Lomas de Zamora, a los 20 días de Diciembre de 2016, reunidos en Acuerdo Ordinario los señores jueces que integran esta Excma. Cámara de Apelación en lo Civil, Comercial y de Familia, Sala I, de este Departamento Judicial, Dres. Carlos Ricardo Igoldi y Javier Alejandro Rodiñocon la presencia del Secretario actuante, se trajo a despacho, para dictar sentencia, la causa nº 74010, caratulada: «CAMINOS ACOSTA HERNAN ALEJANDRO C/ BILOTTI RUBEN DARIO Y OTRO/A S/DAÑOS Y PERJ.AUTOM. C/LES. O MUERTE (EXC.ESTADO)».- De conformidad con lo dispuesto por los artículos 168 de la Constitución de la Provincia de Buenos Aires y 266 del Código Procesal Civil y Comercial, del mismo Estado, la Excma. Cámara resolvió plantear las siguientes:
-CUESTIONES-
1º.- ¿Es justa la sentencia dictada?
2º.- ¿Qué corresponde decidir?
Practicado el sorteo de ley (art. 263, últ. parte, Cód. Proc.), dio el siguiente orden de votación: Dres. Javier Alejandro Rodiño y Carlos Ricardo Igoldi.
-VOTACION-
A la primera cuestión, el Dr. Javier Alejandro Rodiño dice:
I.- Que el señor Juez titular del Juzgado de Primera Instancia en lo Civil y Comercial número uno de esta Departamento Judicial, dictó sentencia a fs. 239/247 haciendo lugar a la demanda entablada por Hernan Alejandro Caminos Acosta contra Ruben Darío Bilotti, condenándolo a abonar las sumas establecidas con más sus respectivos intereses. Hizo extensiva la condena dictada a la aseguradora «Boston Compañía Argentina de Seguros S.A.» en la medida del seguro contratado. Impuso las costas del proceso a cargo de la accionada y citada en garantía y difirió la pertinente regulación de honorarios de los profesionales intervinientes para la etapa procesal oportuna.-
Que a fs. 248 apeló la parte actora, concediéndose libremente el recurso deducido a fs. 249.-
Que a fs. 250 apeló la citada en garantía Boston Compañía Argentina de Seguros S.A., concediéndose libremente el recurso de apelación deducido a fs. 257.
Que a fs. 253 apeló el demandado Ruben Darío Bilotti, concediéndose libremente el recurso de apelación deducido a fs. 254.
Que a fs. 261 la parte actora desistió del recurso de apelación oportunamente deducido.-
Que a fs. 264/266 expresó agravios la citada en garantía Boston Compañía Argentina de Seguros S.A., recibiendo réplica por parte de la actora a fs. 272/274.

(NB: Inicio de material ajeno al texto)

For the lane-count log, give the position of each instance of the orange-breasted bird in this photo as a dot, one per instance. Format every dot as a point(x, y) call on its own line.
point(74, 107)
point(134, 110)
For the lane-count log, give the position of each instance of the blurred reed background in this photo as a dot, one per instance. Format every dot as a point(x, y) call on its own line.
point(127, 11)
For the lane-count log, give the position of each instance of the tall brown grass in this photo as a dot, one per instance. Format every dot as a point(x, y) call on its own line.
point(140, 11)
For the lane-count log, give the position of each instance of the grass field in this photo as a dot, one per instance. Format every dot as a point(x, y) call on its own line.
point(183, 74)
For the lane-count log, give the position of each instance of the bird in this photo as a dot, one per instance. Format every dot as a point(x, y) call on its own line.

Que a fs. 276, se le tuvo al demandado Ruben Darío Bilotti por perdido el derecho a expresar agravios.-
Que a fs. 282 se llamó la causa para dictar sentencia, mediante providencia consentida y firme que habilita el dictado de la presente.
II- De los agravios.
De la citada en garantía Boston Compañía Argentina de Seguros S.A:
En primer lugar, se agravia el recurrente respecto al grado de responsabilidad que contiene el fallo.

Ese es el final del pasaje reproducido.